Henry began to wonder if he was going to get along with Olsen.
Dilke sat by the fire wrapping the handle of his machete with fishing-line. He had unravelled a length of multistrand line and was carefully wrapping a strand round the metal handle. He talked of the villages up in the Gorilla highlands; of the sort of life the villagers lived and of their friendliness; of the drinking and the drumming and the dancing. He carefully wound the line in neat rows as he talked, grunting occasionally when he pulled it tight, remembering the trips through the sunburnt country, the black people, the thatched huts sitting like beehives on the hillsides… He heard a drumming so clearly that it could have been real, an ululating cry so real that it could have come from a village in a valley.
He looked up from the knife, Henry sat opposite, staring at him, his head turned a little to one side, listening…

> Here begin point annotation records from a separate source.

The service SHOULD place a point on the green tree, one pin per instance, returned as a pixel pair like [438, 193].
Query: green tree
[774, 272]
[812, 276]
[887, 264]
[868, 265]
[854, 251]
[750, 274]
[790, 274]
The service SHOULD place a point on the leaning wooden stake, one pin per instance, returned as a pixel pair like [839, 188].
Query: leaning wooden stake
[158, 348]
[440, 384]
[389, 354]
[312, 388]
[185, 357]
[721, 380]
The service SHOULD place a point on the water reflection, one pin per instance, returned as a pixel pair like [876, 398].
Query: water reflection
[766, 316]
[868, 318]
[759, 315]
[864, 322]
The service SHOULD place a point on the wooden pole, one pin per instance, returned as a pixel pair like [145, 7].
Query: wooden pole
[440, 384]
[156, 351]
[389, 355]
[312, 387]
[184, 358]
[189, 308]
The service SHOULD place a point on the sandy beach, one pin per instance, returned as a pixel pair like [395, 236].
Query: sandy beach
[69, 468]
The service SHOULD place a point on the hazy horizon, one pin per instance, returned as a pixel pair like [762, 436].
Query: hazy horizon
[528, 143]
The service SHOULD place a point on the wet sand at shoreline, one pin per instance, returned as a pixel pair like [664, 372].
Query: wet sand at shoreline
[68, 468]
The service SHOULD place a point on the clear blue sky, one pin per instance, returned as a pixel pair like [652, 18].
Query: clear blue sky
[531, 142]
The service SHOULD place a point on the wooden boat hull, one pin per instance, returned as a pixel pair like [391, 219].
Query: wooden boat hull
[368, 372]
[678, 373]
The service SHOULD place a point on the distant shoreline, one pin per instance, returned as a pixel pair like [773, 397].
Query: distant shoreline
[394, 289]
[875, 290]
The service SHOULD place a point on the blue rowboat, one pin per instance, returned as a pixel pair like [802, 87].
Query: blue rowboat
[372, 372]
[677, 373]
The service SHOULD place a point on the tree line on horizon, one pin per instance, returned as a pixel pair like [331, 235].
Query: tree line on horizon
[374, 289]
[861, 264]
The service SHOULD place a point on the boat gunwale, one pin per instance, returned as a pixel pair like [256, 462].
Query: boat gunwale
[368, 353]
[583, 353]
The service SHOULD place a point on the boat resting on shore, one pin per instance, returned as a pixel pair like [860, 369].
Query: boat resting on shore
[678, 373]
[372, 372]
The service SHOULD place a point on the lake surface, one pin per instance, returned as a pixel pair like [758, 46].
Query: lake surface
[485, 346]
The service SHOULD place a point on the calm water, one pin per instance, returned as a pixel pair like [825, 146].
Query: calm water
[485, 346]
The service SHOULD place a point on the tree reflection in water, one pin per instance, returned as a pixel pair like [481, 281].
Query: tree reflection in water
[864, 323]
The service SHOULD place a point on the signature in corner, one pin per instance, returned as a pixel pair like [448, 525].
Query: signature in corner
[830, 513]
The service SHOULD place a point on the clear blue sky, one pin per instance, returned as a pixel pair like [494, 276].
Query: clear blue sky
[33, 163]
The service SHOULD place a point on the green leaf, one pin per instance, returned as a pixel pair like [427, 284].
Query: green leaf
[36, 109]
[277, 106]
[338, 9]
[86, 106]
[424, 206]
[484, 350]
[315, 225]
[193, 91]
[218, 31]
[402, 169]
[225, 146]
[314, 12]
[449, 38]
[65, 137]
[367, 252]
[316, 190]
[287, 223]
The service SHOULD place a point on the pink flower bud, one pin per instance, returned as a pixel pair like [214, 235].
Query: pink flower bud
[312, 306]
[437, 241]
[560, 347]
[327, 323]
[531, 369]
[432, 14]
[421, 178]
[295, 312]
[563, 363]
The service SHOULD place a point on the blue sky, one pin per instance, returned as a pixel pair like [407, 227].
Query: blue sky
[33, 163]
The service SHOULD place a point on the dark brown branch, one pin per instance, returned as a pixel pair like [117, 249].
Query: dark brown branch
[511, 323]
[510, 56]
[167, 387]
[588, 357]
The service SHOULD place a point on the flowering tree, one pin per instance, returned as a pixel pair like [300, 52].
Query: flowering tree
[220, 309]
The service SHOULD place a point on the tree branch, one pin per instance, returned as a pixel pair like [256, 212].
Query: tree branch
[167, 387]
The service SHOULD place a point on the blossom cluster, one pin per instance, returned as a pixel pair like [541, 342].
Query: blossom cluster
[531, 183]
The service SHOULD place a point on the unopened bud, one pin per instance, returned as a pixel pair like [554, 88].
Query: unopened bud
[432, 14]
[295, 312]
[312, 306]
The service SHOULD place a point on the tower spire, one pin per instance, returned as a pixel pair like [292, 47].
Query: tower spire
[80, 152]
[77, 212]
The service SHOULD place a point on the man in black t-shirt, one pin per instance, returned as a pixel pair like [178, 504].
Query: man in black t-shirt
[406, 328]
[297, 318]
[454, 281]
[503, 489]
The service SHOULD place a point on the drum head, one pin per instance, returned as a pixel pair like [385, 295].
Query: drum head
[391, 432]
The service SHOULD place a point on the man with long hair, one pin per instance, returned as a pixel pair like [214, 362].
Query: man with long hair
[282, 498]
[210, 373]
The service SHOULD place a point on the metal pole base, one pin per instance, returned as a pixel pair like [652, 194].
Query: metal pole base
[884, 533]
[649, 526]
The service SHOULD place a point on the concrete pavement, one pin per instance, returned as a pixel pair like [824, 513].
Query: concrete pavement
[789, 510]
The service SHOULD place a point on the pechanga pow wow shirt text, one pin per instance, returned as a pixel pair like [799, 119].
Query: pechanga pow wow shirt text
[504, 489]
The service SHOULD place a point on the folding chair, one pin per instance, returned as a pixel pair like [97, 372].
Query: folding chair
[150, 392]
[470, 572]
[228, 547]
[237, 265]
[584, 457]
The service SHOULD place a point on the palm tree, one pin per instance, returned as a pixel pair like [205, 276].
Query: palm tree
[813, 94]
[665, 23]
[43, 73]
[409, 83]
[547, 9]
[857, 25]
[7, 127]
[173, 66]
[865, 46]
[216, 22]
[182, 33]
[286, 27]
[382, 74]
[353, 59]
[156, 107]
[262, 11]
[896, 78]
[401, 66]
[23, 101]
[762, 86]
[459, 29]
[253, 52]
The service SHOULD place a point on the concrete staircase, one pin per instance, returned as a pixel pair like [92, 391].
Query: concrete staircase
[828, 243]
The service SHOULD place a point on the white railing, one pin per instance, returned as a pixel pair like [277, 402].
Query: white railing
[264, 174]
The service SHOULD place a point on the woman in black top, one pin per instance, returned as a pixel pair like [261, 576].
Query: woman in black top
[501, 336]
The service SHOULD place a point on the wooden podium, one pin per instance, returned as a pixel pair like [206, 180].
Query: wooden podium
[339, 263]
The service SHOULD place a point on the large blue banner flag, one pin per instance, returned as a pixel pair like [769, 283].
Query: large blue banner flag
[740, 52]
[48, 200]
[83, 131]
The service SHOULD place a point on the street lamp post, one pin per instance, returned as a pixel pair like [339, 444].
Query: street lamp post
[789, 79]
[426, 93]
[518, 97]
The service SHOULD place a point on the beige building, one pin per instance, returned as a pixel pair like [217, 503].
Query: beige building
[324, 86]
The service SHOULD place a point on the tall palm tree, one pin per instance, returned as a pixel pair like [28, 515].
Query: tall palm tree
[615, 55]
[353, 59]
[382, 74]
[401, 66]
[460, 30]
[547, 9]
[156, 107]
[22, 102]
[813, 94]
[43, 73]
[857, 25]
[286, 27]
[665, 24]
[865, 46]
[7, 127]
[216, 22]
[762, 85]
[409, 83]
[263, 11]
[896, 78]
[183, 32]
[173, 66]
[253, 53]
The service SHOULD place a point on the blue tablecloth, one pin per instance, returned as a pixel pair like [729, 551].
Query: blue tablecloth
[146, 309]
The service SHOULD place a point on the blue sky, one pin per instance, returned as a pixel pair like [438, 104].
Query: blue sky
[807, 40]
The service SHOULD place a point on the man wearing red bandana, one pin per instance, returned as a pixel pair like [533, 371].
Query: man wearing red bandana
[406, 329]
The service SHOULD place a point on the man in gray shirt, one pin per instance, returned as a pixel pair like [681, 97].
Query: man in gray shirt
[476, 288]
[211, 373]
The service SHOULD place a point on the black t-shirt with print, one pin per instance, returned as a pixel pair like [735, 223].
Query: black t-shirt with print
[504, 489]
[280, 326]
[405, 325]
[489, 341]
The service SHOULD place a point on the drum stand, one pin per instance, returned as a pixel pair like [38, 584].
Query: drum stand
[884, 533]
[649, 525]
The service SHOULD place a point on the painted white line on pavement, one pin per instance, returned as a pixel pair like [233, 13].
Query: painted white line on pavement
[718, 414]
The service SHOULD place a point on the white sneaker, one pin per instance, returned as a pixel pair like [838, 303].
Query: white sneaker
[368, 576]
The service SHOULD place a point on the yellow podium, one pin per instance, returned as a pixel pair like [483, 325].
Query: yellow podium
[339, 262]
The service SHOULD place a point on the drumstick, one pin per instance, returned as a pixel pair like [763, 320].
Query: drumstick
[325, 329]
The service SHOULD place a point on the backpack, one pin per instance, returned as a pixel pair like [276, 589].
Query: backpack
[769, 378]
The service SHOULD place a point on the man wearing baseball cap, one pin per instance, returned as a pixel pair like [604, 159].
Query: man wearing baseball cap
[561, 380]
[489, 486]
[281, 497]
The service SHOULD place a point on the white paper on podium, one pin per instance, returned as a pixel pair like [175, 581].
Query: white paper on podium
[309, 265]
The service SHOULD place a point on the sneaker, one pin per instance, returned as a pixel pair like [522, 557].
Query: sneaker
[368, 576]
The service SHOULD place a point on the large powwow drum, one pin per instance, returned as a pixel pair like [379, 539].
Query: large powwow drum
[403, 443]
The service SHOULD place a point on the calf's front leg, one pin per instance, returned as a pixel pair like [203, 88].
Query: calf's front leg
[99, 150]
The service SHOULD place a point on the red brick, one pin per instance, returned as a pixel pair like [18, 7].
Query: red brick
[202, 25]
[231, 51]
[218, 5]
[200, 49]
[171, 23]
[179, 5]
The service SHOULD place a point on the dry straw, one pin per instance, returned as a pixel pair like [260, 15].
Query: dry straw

Dilke dropped the knife, scrambled to his feet, cupped his hands round his mouth and shouted “Bill!” He pulled the short word out; holding the sound for several seconds then he jumped to the platform edge and looked down to the shed floor, shielding his eyes from the glare of the fire. On the floor far below a figure squatted by a hollow seed-case shaped like a calabash. The beat of the drum grew quicker and louder till the hands of the man moved in a blur of speed. Then they stopped. There was a pause of seconds and a deep, measured voice spoke into the silence, intoning the words as if speaking a litany.
“Nakusalimu ndugu yangu. Nimekuja kwako kwa salama na amani.”
Dilke recognized the Swahili greeting of a stranger come to visit.
The greeting was followed by a shout of hoarse laughter, Dilke vaulted over the lip of the platform before the laughter stopped echoing from the shed walls, he took the rope in his hands and descended rapidly to the floor, like a rock climber going down a cliff face.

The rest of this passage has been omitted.